Page 111 - Journal of Library Science in China, Vol.45, 2019
P. 111
110 Journal of Library Science in China, Vol.11, 2019
2.2 Comparative analysis of user interest preferences
From descriptive statistics and correlation analysis above, it is known that user platform
preferences of each discipline and journal are quite different. So, what are the similarities and
differences about their user interest preferences? In the following part, user interest preferences are
explored at the indicator level and content level.
(1) User interest preferences comparison (indicator level)
In previous researches, top 10 (Zhao, 2017), top 20 (X.W. Wang et al., 2013) or top 20% (Chen,
2018) of most downloaded articles in a journal or a discipline in a month or year are selected as
samples. Also, top 100, top 1000, top 5%, top 10% or top 20% of most frequently entities, such
as authors, institutions, keywords, etc., are selected as samples in scientometrics research. In this
study, in terms of Pareto principle (or 80/20 rule), top 20% papers ranked by CNKI downloads and
website downloads in each journal are selected as samples to measure user interests by Jaccard
similarity coefficient. Jaccard similarity coefficient measures similarity between finite sample sets,
and is defined as the size of the intersection divided by the size of the union of the sample sets.
In Table 5, Jaccard similarity of 15/61 journals is equal to or higher than 0.3, which means that
there are more than 50% intersection between top 20% papers ranked by CNKI downloads and
website downloads in each journal. Jaccard similarity of 9/61 journals is equal to or higher than
0.25 and less than 0.3, which means that there are 40%-50% intersection between top 20% papers
ranked by CNKI downloads and website downloads in each journal. Jaccard similarity of other
journals is less than 0.25, which means that there are less than 40% intersection between top 20%
papers ranked by CNKI downloads and website downloads in each journal. In summary, there are
significant differences in user interest preferences between journal official websites and CNKI
platform.
(2) User interest preferences comparison (content level)
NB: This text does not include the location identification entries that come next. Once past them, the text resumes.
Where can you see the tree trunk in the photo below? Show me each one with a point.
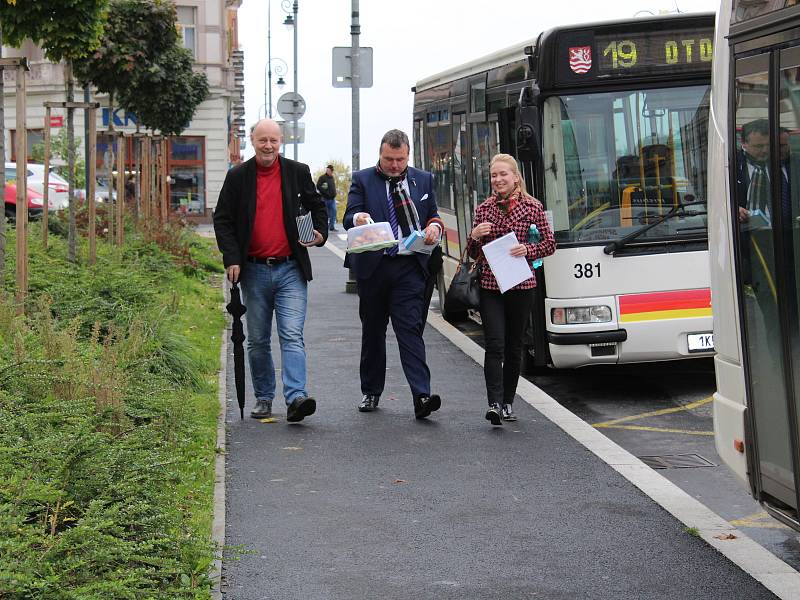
(3, 170)
(72, 235)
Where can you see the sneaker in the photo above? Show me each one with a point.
(425, 405)
(262, 409)
(495, 414)
(300, 408)
(369, 402)
(508, 412)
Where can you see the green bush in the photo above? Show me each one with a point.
(108, 403)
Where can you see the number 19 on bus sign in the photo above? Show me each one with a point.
(654, 52)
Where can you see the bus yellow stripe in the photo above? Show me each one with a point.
(685, 313)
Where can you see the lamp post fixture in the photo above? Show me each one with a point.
(280, 67)
(291, 21)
In this part, considering the limited pages, only top 20% papers ranked by CNKI downloads and
website downloads in “Library, Information and Archival Science” are selected to analyze user
interest preferences at the content level by co-word analysis. Firstly, keywords of top 20% papers
ranked by CNKI downloads and website downloads are processed (such as removing stop words
and merging synonyms). Then, samples are imported into VOSviewer for co-word analysis, shown
in Figure 6 and 7. In Figure 6 and 7, each node indicates a keyword, node size indicates total
strength of links it had, links between nodes are normalized by association strength, and clusters
are shown by different colors. In order to reveal more details, an isolated node is eliminated from
Figure 6 (89 nodes are kept). There are no isolated nodes in Figure 7 (124 nodes in total). In
addition, all parameters are configured the same, including node size, font size, link thickness, etc.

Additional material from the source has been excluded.